When it comes to a global view of the telecom industry, Jim Warner,
president of the TeleManagement Forum, is especially well-positioned. For more
than 16 years, his organization has brought together members—including
British Telecom, Bell South, Telecom Italia, Motorola and other industry
forces—to hammer out technical standards related to managing and delivering
services. Warner visited the B&C office
in Manhattan to discuss telecom's future with Ken Kerschbaumer.
It seems that, with the rollout of video
services, telecom operators like Verizon and SBC are really looking to change
the definition of what a telecom company does. Are they ready for that
They're going to have to be. We see the industry moving towards a
model that is very much like the retail fashion industry, where they'll need
to turn on a dime and react to changes. Historically, they haven't been good
at that. They like to take years to develop a product and then let it sit in
the marketplace for years as they get their money back.

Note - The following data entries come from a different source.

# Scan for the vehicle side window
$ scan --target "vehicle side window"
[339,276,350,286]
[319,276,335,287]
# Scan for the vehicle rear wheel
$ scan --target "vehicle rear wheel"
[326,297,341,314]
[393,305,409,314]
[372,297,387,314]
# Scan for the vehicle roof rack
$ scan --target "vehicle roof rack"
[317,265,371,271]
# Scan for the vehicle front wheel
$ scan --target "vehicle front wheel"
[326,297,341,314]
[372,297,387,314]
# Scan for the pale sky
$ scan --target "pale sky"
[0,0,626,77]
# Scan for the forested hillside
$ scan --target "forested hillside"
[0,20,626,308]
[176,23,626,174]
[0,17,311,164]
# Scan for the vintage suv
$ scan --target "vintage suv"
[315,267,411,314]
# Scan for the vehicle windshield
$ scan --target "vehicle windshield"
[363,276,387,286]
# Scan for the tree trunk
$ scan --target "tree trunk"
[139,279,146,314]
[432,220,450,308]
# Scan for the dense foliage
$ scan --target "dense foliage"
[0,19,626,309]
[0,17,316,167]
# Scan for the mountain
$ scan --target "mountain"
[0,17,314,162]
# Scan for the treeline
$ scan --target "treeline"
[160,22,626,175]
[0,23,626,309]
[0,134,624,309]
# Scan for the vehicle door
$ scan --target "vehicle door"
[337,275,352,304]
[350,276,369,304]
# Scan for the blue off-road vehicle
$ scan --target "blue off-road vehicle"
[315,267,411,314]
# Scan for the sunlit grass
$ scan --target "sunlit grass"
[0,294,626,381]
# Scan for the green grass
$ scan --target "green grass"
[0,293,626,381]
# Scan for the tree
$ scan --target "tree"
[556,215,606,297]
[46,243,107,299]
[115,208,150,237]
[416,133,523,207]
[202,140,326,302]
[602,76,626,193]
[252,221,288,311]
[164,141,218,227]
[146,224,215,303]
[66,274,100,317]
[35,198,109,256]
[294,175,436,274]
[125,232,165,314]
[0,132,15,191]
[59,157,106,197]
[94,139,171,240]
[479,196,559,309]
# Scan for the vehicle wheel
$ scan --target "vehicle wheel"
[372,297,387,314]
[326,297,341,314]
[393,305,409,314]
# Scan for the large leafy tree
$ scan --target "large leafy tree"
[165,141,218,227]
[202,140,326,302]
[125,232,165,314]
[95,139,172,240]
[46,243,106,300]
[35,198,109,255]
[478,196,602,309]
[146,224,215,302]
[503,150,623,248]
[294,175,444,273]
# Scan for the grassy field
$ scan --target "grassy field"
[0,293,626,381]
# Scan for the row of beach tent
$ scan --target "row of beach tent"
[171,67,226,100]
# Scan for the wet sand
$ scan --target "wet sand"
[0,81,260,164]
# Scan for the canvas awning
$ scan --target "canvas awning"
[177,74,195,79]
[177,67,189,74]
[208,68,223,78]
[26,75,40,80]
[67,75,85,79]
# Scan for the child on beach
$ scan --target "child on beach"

How will the introduction of video
change your members?
Well, it means fiber to the home and a new network they aren't used to
managing. They're used to managing long-haul fiber, not on a local-loop
level. So they have a whole new management challenge, starting with the
equipment in the ground all the way up to the network level and then to the
services and customer level.
If they meet that challenge, what will
be the difference between a telecom and a cable company in the
The only differentiator will be what they put in the ground. My sense is
that, while they will be identical in terms of services, there will always be
one better at one service than the other. The current telecom operators will
have an advantage in voice services while the cable company will have an
advantage in entertainment services for some time.